Ms Steyn asked about the utilization of consultants (see Annual report p154). She probed about the long list of services that had been outsourced.

Ms Singo responded that the Department used a lot of consultants in the Department. She explained that there were a number of situations in which the Department had to hire external professionals (valuers, surveyors, planners, etc.).

Ms Steyn asked if the failure to meet the targets set for Deeds Registration was a result of institutional incapacities.

Mr Shabane explained that during 2009/2010 the Department had embarked on the rationalization process of the then version 2.5 of the organizational structure. This resulted in the issuing of the moratorium on the advertising and filling of vacant positions. He explained that this left a number of newly created components as well as existing components not filling their vacancies, hence the under-performance on set targets.

The Chairperson asked why none of the targeted 1 000 rural schools had been given gardens. He was curious why such a target had been set if it was clearly so insurmountable.

Dr Moshe Swartz, Deputy Director-General, STRIF, explained that the targets had not been met because other departments had not been as enthusiastic as theirs. He emphasized that a number of targets had been joint targets with the Department of Basic Education but it had not been ready with resources or information.

Ms Steyn asked why the targets set for NARYSEC were not met.

Dr Swartz explained that the initial plan was to recruit 9 000 (25% being disabled) but tardiness problems arose within KwaZulu-Natal and the Free State. Furthermore, he noted that the first year funds allocated for NARYSEC were somewhat inadequate.

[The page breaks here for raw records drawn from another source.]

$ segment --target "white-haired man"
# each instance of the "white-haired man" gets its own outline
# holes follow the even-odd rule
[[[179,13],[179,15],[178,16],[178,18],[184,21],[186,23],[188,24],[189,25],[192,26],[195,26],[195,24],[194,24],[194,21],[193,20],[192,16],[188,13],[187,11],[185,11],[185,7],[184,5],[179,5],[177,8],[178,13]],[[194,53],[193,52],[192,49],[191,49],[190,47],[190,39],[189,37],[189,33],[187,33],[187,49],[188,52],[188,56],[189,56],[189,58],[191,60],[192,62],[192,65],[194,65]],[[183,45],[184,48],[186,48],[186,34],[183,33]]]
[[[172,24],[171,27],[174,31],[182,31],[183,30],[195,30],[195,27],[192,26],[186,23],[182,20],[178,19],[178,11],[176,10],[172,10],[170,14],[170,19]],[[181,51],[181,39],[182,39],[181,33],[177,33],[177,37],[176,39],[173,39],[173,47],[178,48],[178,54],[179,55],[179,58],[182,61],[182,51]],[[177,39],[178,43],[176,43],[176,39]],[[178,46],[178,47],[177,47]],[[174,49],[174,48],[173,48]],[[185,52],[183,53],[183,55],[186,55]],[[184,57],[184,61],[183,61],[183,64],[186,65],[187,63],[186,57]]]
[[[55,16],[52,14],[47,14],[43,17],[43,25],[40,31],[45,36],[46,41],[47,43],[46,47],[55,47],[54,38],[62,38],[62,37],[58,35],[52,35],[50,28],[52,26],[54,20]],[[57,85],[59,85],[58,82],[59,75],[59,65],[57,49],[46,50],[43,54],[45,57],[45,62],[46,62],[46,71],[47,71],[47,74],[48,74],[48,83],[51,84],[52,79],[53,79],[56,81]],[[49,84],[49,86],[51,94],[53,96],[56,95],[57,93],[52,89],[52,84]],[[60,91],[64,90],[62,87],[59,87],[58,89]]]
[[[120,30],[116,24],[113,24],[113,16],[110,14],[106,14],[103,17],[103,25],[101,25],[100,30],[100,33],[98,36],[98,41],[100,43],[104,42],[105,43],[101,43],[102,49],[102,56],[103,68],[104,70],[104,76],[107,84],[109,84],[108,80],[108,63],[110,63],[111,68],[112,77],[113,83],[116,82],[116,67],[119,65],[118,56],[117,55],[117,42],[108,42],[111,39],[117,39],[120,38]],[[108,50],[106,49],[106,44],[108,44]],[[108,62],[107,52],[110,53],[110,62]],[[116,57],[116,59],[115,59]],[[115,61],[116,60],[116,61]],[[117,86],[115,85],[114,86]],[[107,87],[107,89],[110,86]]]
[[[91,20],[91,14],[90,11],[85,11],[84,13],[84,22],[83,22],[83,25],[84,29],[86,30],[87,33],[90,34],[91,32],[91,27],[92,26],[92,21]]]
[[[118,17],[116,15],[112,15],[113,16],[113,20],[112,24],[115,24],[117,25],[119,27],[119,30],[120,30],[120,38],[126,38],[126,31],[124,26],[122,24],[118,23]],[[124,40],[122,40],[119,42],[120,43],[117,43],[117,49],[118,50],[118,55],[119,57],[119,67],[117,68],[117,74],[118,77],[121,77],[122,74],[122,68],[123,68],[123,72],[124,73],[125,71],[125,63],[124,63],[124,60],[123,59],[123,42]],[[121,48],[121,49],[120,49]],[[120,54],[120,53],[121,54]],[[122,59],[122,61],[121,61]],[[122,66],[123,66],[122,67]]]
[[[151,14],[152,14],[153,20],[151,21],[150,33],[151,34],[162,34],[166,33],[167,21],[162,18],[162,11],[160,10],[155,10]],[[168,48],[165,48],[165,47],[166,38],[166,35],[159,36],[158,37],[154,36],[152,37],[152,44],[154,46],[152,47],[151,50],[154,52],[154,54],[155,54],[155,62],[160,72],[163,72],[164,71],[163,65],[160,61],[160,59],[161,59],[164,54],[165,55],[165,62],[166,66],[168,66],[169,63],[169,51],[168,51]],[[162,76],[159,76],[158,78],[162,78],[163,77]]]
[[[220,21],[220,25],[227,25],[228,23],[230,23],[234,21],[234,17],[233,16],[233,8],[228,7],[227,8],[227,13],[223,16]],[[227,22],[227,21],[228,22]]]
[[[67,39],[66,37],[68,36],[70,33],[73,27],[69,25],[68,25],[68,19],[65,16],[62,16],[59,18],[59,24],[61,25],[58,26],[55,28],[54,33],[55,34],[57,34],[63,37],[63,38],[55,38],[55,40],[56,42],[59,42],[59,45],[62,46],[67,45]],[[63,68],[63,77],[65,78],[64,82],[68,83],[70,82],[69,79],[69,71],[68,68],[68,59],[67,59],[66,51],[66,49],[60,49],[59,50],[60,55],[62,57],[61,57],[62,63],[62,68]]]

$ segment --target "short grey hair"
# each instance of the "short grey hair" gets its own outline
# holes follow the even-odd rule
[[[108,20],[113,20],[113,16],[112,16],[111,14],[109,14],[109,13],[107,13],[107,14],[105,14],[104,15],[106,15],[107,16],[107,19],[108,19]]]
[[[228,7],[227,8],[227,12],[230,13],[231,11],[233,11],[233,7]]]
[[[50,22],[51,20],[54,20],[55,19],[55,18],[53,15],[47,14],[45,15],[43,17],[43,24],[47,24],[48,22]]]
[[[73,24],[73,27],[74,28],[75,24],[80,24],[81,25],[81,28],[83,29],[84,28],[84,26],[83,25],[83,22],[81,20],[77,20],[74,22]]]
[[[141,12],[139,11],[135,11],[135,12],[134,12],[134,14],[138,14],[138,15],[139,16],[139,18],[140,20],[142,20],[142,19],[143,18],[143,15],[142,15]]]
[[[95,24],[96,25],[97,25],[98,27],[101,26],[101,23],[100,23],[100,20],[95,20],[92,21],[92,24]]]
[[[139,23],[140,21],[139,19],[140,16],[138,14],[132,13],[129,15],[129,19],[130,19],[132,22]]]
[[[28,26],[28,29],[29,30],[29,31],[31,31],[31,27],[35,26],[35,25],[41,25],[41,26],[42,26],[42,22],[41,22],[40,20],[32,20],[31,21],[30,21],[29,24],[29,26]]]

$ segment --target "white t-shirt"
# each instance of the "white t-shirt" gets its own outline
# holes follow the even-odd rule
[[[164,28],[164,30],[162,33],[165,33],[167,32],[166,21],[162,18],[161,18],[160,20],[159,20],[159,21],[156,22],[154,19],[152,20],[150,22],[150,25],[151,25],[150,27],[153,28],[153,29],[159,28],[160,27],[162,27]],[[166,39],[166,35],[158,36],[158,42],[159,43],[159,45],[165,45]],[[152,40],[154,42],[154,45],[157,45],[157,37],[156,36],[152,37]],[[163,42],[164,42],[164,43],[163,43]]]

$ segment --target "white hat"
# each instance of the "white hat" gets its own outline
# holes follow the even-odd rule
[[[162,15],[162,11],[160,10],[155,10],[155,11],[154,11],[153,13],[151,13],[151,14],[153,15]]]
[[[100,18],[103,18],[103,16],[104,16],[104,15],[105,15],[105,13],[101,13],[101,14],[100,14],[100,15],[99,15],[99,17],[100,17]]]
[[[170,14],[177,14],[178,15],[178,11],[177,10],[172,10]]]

Ms P Ngwenya-Mabila (ANC) asked why there was a service being provided in Diyatalawa, such that its residents were not aware of the conditions of the land. She emphasized that farming was a livelihood and if the State creates a welfare system, unemployment will inevitably rise and people will feel alienated.

Dr Swartz explained that there was still much progress to be made in Diyatalawa. In a positive light, Dr Swartz noted that 50 plots had been built (of the proposed 37) and that all had now been occupied. He assured the Committee that the appropriate infrastructure of water and solar energy had recently been connected.

The Chairperson thanked Members and delegates and adjourned the meeting.